Leo Ducas writes, in email dated 1 Nov 2021 04:02:37 -0700:
> I am afraid that your counter-counter-analysis is not sufficient to
> dismiss the counter-analysis we brought.
Presumably the wording here is referring to the following publications:
* P0, "analysis": my 20 August 2021 talk on S-unit attacks.
* P1, "counter-analysis": the 24 Aug 2021 07:45:56 -0700 message
from Dr. Ducas and Dr. Pellet-Mary, 511 words (centerpiece:
claiming that the attacks have "*ridiculously* small" success
probability, dropping exponentially with #S).
* P2, "counter-counter-analysis": my 23 Oct 2021 21:55:07 +0200
message, 1510 words.
* P3, "counter-counter-counter-analysis"?: this 1 Nov 2021 04:02:37
-0700 message from Dr. Ducas, 267 words.
The core problem is that P1 applies standard lattice heuristics to
S-unit lattices without ever bothering to check whether S-unit lattices
are exceptions to the heuristics. The conclusions of P1 are
qualitatively and quantitatively wrong. An erratum for P1 is required.
Application of the same heuristics had already prevented a 2019 paper,
PHS19, from seeing most of the power of S-unit attacks. The research
project that led to P0 discovered, inter alia, that S-unit lattices have
a special analytic structure that PHS19 had missed. P0 announced this,
and full details now appear in
https://cr.yp.to/papers.html#spherical.
There are other important things that PHS19 missed about S-unit attacks,
but this is the most fundamental.
It's understandable that PHS19 missed this.

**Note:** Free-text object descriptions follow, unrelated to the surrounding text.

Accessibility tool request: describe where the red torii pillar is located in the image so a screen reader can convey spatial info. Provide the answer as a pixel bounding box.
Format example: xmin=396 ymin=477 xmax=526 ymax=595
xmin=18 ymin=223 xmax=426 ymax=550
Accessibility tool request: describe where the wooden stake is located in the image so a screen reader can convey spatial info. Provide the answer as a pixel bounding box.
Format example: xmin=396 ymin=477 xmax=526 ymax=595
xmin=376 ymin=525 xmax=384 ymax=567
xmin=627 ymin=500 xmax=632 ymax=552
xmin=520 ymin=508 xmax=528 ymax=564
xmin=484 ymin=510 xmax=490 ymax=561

Overconfident application of
the same heuristics was already standard practice in the literature on
lattice-based cryptography, not something new in PHS19. But it's less
understandable to see P1 continuing to mis-model S-unit attacks _after_
P0 announced that S-unit lattices have special analytic features.
P2, published shortly after
https://cr.yp.to/papers.html#spherical, is
structured as point-by-point responses to P1, identifying the points of
agreement (e.g., "It's correct that _if_ one applies standard lattice
heuristics to S-unit lattices _then_ one has to conclude that increasing
S beyond PHS19 makes S-unit attacks exponentially less effective") and
the points of dispute (e.g., P1 says "With ... standard heuristic, we
infer that the proposed algorithm is no better than existing literature
[PHS19]"; P2 says "
https://cr.yp.to/papers.html#spherical collects
extensive evidence that _for S-unit lattices_ the standard heuristics
are highly inaccurate").
The quickest way to see that P1 is wrong is to consider the case K=\Q,
with the primes in S chosen to be exactly the primes <=y, and with
simple reduction using the logs (and minus logs) of those primes, as in
Section 6 of
https://cr.yp.to/papers.html#spherical:
* These S-unit attacks succeed with probability 1 at finding a
shortest nonzero vector in the input ideal.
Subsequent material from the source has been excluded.